Admitting that she was inspired to reveal the “hidden beauty” behind the diagrams by taking them out of context, Gehrig hopes that her film shines a light on our obsession with statistics (describing it as like a “religion”) and how we use them to measure things that feel completely unmeasurable – like happiness. Though our relationship with statistics has probably altered in the wake of a global pandemic, where the cold hard data was the only way to get a real handle on the situation, it’s easy to see the point that Average Happiness is making. From monitoring our weight to working out how “popular” we are on social media, using these statistics to measure our lives feels like a dangerous game to play, one where you’ll never really be happy.

Average Happiness Short Film by Maja Gehrig

As the film reaches its climax charts begin to melt, twirl and merge taking on new meaning.

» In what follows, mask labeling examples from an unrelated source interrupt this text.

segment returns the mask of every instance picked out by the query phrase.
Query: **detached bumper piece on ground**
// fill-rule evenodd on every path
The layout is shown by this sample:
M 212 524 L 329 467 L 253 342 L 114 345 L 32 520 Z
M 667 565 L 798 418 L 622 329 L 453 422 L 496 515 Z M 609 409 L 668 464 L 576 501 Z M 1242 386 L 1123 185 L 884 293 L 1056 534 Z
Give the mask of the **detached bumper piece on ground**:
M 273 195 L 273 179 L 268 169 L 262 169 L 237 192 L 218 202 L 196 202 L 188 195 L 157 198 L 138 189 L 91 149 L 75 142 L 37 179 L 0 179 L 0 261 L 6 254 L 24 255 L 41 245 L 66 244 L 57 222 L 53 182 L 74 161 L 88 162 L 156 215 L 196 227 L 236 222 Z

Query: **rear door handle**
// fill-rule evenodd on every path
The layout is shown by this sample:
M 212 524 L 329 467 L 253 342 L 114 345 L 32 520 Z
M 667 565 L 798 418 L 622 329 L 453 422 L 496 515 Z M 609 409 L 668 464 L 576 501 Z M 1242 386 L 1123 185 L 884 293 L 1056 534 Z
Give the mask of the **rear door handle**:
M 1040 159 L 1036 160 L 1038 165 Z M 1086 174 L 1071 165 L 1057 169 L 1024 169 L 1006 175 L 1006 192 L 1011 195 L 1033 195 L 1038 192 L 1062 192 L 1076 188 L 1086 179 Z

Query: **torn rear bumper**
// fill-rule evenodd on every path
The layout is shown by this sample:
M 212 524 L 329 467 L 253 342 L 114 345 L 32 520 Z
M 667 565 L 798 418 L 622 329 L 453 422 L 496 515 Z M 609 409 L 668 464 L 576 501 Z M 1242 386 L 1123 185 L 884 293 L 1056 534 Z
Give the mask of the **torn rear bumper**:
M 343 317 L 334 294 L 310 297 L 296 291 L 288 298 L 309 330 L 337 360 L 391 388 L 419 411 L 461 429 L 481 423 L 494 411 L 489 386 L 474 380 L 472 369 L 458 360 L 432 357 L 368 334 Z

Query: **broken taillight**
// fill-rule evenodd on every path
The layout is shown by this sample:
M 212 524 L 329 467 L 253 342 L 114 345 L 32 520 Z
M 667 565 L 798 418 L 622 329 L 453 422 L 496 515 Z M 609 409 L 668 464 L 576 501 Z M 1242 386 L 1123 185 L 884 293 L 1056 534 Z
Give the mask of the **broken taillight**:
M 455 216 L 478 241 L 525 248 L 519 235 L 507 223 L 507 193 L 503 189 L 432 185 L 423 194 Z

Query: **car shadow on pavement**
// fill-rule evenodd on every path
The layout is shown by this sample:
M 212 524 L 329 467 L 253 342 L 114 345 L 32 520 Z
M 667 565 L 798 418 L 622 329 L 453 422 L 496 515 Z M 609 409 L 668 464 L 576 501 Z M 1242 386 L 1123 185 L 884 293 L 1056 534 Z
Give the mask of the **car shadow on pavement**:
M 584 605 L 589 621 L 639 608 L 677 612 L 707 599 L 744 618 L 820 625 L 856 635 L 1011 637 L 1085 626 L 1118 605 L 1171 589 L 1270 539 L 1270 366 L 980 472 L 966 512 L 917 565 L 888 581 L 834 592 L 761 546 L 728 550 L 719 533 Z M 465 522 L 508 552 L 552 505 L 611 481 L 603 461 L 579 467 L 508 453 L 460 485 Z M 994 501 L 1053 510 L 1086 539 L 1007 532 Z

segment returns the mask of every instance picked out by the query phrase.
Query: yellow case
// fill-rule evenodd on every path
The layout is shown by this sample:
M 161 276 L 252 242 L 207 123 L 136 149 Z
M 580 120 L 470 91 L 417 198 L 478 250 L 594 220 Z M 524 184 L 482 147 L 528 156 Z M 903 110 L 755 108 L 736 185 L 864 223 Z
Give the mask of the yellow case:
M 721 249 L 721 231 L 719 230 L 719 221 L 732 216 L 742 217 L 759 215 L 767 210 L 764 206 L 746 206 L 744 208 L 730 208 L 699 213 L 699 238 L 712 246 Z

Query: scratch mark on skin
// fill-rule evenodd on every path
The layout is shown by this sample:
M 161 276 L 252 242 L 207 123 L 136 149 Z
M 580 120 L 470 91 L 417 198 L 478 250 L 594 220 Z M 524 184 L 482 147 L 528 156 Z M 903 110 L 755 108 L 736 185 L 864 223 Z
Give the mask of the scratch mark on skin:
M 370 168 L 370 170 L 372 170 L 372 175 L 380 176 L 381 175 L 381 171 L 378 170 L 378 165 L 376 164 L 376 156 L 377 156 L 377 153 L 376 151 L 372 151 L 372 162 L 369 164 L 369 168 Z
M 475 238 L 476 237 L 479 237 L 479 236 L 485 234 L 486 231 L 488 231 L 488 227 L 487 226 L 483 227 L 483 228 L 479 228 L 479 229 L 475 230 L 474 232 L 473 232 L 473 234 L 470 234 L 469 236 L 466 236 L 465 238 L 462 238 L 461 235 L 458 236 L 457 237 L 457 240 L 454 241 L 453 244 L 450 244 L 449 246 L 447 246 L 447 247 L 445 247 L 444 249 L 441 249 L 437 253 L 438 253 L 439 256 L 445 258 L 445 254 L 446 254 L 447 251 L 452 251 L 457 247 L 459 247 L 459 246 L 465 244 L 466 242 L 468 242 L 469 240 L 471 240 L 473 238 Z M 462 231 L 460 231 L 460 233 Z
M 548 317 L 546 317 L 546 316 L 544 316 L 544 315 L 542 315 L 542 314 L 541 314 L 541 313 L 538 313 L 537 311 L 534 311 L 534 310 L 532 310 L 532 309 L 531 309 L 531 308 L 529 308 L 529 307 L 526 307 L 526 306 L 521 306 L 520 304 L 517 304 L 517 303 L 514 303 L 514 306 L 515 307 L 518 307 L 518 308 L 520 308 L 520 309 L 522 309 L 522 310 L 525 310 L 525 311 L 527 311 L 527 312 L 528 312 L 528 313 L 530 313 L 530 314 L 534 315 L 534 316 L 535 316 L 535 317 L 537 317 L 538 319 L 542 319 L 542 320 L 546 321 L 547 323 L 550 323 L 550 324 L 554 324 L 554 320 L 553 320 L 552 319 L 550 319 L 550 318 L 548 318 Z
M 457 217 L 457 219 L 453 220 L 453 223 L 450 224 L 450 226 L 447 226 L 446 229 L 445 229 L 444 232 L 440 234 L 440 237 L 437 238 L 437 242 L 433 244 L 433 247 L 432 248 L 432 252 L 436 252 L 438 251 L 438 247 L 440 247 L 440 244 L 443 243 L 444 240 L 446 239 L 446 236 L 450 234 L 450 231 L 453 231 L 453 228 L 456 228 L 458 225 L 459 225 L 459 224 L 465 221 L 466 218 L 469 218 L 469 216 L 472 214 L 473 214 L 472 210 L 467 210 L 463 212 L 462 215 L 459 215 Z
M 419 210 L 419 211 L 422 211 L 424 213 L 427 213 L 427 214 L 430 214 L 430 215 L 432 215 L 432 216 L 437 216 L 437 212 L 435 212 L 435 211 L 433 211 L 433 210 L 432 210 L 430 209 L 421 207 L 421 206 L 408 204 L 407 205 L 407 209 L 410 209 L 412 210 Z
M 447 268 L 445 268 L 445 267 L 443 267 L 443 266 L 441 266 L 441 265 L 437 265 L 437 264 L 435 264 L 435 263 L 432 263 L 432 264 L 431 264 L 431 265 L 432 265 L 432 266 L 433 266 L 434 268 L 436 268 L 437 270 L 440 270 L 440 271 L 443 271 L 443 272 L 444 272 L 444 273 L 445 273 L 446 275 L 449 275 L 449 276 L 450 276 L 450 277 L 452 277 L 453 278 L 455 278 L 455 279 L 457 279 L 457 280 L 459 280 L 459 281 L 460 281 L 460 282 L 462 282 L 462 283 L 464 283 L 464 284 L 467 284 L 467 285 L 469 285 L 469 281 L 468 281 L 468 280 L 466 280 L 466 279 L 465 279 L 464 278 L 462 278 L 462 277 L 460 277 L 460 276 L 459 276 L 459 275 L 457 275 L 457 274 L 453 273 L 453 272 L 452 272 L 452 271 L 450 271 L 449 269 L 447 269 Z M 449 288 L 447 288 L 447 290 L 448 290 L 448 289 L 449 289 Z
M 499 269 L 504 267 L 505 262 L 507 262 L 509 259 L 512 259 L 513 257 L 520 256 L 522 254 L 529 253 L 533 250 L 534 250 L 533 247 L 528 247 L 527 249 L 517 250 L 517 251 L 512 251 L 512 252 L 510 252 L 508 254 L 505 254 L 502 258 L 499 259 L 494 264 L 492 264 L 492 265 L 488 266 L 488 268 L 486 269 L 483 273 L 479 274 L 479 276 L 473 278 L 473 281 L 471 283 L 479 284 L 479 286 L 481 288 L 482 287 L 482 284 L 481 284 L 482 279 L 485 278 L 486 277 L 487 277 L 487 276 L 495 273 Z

And this is a subject that’s long fascinated us at Short of the Week. As an organisation that’s motivated to help emerging filmmakers find a “bigger” platform for their short film, it’s hard to look at the success of an online release without relying on statistics – view counts, page views, comments, likes – but there must be more to it than this. Is a film only successful online if it reaches X number of viewers or is it more about connections? What’s more important 100k views from the general public or one view from someone in the industry ready to give you your next opportunity? Data will always have a part to play in our lives, but we need to understand that sometimes it can be tailored to show what we want it to show, sure it can tell a fascinating story, but you always need to look beyond the numbers and consider the bigger picture. It’s important to remember that 82% of statistics are actually made up!

If a film’s success was measured on festival appearances then Average Happiness would be considered a smash hit, having played a long list including Annecy, Sitges, Stuttgart, Uppsala, and Vienna, to name a few, and won awards at Clermont Ferrand, Fantoche and Regard. Made in 2019, the film is Gehrig’s fourth as director over a period of 14 years, so if the data’s correct, we should be expecting new work from her in 2023 and it should be approximately eight-minutes long.